Does such a proof exist?

• So you're asking for a direct proof, rather than one that uses contradiction? – mweiss Jan 17 '17 at 18:26

I'm not really sure if this is what you want -- in my opinion, the distinction between "prove $A \implies B$" and "prove $\neg B \implies \neg A$" is more or less a matter of phrasing.
Let $F$ be an ordered field with the LUB property. We want to prove that $F$ is Archimedean. So, let $x>0$ be any positive element of $F$, and let $y>x$ be a second positive element. We need to prove that for some $N \in \mathbb{N}$, $N\cdot x > y$.

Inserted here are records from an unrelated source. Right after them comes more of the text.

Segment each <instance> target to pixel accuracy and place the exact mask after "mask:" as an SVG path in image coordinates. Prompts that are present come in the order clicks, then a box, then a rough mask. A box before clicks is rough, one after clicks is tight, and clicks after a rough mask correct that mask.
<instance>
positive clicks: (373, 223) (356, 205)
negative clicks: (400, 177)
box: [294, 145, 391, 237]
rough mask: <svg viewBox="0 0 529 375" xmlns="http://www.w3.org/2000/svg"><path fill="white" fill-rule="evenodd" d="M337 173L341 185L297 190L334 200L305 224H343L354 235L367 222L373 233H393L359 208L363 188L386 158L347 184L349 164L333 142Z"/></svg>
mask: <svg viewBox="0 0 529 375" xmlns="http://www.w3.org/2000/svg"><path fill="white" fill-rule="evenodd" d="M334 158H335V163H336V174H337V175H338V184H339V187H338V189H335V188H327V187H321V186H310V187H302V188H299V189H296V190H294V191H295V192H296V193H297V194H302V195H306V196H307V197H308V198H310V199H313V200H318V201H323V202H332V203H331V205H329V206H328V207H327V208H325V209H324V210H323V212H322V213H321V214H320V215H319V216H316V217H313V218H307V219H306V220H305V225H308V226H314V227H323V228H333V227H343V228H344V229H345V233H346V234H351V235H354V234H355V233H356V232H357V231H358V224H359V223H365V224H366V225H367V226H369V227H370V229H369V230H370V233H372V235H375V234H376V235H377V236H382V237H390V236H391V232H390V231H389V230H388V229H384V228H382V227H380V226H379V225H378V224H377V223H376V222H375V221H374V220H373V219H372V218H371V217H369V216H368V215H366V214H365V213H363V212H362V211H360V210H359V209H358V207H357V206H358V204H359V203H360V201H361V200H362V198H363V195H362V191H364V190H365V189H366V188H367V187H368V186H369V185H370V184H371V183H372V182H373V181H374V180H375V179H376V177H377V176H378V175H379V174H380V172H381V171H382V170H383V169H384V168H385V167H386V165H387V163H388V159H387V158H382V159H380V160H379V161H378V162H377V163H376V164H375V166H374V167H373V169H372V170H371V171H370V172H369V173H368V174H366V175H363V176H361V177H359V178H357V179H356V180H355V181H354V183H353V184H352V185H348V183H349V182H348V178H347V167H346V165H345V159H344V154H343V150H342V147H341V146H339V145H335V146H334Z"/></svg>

Suppose no such $N$ exists. Then the set $S=\{n\dot x | n\in \mathbb{N}\}$ is bounded above by $y$. Since the field has the least-upper-bound property, $S$ must have a least upper bound $b$.
We now have that for all $n$, $$(n+1)x < b$$ and hence for all $n$ $$nx < b - x$$ whence $b-x$ is also an upper bound of $S$, contradicting the leastness of $b$.
Therefore no such $b$ exists, which means that $S$ is unbounded -- and in particular that $y$ is not an upper bound for $S$, which is what we needed to prove.